A Sipura 3000 is effectively two SIP devices, one FXS (plug in an analog phone) and one FXO (plug in a phone line), which can cross-connect (e.g. dialing 911 can be routed out your local landline, and incoming calls on the analog line can be routed to the analog phone). Mine came with the FXS at port 5060 and FXO at 5061. If yours was preconfigured by a provider, it may be configured differently, and there may be lots of settings you can't change or even see at the option of the provider who configured it.
You cannot have two devices on the same public IP and the same port, as a NAT gateway cannot decide where to send packets coming in from the outside. Since the Sipura 3000 is two sip devices, you'd need to set two alternate ports.

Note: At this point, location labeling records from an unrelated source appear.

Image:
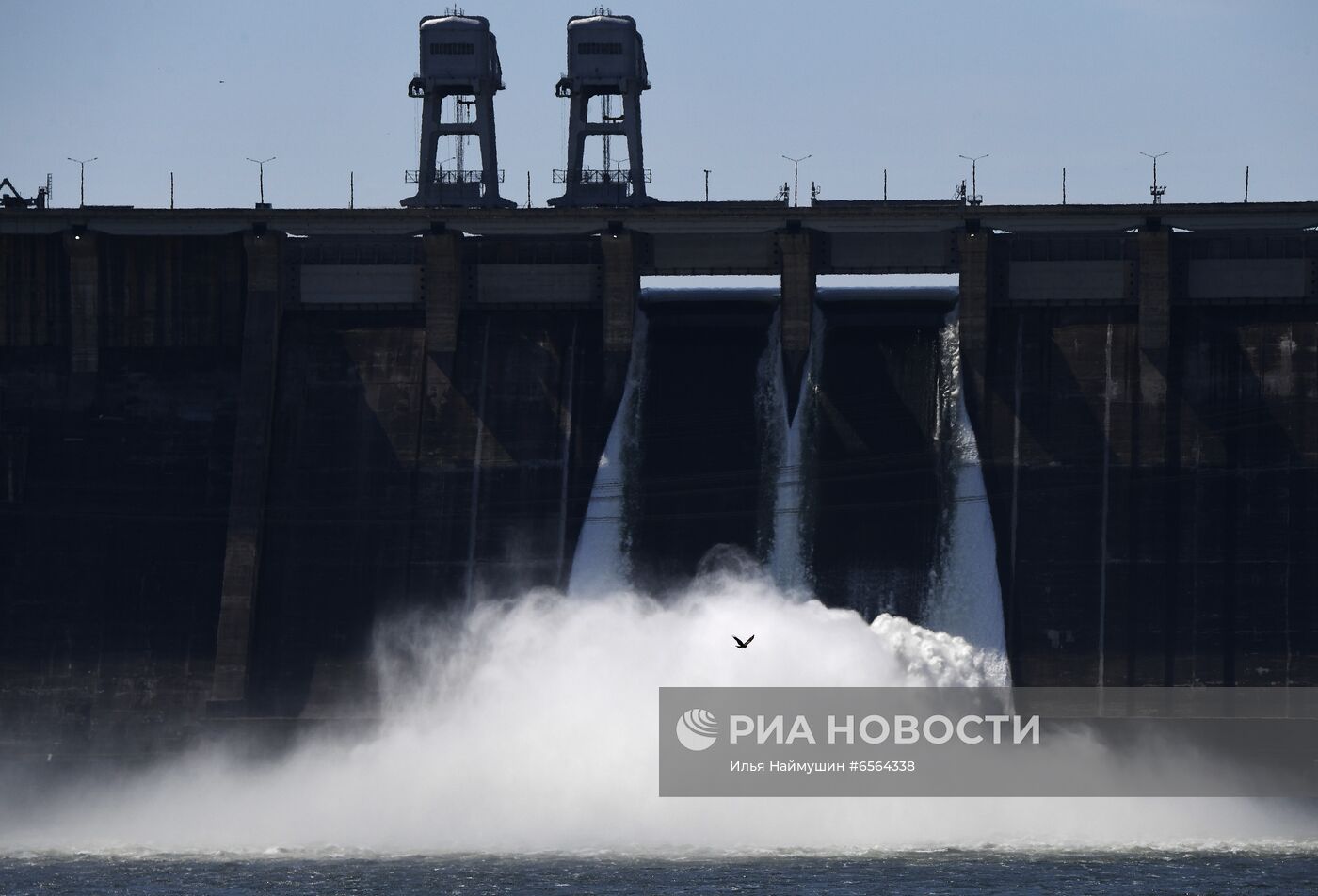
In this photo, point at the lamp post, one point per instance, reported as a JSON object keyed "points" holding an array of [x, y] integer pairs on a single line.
{"points": [[1155, 190], [82, 177], [796, 177], [974, 187], [260, 164]]}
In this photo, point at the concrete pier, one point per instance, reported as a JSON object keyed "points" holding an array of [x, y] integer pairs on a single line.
{"points": [[233, 441]]}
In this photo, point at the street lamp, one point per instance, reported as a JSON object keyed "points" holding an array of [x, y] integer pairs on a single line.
{"points": [[82, 177], [260, 164], [974, 187], [796, 177], [1155, 190]]}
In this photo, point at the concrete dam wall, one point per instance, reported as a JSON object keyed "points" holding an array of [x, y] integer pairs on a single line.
{"points": [[228, 448]]}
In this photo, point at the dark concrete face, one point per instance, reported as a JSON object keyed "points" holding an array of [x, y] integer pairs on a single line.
{"points": [[395, 484], [876, 478], [112, 511], [700, 481], [1144, 408]]}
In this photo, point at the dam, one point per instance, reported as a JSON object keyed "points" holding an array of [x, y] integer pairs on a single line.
{"points": [[233, 439]]}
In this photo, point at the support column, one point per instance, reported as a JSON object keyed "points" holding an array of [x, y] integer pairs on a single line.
{"points": [[795, 247], [250, 468], [972, 316], [443, 296], [621, 287], [1152, 618], [83, 316], [1153, 340]]}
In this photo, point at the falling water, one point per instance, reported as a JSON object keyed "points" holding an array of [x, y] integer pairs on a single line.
{"points": [[788, 443], [965, 597], [603, 559]]}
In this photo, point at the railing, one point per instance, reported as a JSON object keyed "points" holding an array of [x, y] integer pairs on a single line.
{"points": [[450, 177], [600, 175]]}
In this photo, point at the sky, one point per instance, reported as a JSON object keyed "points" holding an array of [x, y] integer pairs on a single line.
{"points": [[152, 88]]}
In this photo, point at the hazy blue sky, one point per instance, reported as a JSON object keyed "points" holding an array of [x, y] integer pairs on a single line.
{"points": [[860, 86]]}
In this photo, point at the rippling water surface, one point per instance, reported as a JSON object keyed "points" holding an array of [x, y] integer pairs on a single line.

If your setup has the two VOIP devices on two different public IP addresses (no NAT), this should present no problem (except for bandwidth and latency issues, which mostly has to do with pipe size).
This may be administratively impractical. If you make an IP-to-IP SIP call (as your provider will be doing to send a call to you), is there even a syntax to specify an alternate port? Asterisk does have one, but it's far from obvious that everything else does. You might be able to get an alternate port to work for outgoing calls only on one of the devices.
To take another example, if I set up an *EMAIL* server on an alternate port, I may be able to specially set up one of my servers to forward mail there (MX records do not include a port number), but there is no way to write an email address to get most of the servers in the world to forward mail there (e.g. snipped-for-privacy@do.main.com:26 doesn't work as an email address on most servers). I'd have to arrange for the mail to be routed through a server that uses a conventional port number.
It is possible to set up SRV records to specify what port incoming calls come in on, if someone is calling using a domain name to dial. However this does not allow specifying two different ports where the caller is supposed to intelligently choose which one to used based on precognition. Providers usually figure out where to send the call based on registration, which may not track port numbers.
I presume here that you have *ONE* public IP. This is part of the problem.
An unlocked Sipura 3000 can be configured for an alternate port on your end. A locked one might also be configurable as to port number. The problem is more likely on their end, which does not consider the port to connect to on an outgoing call to be a variable.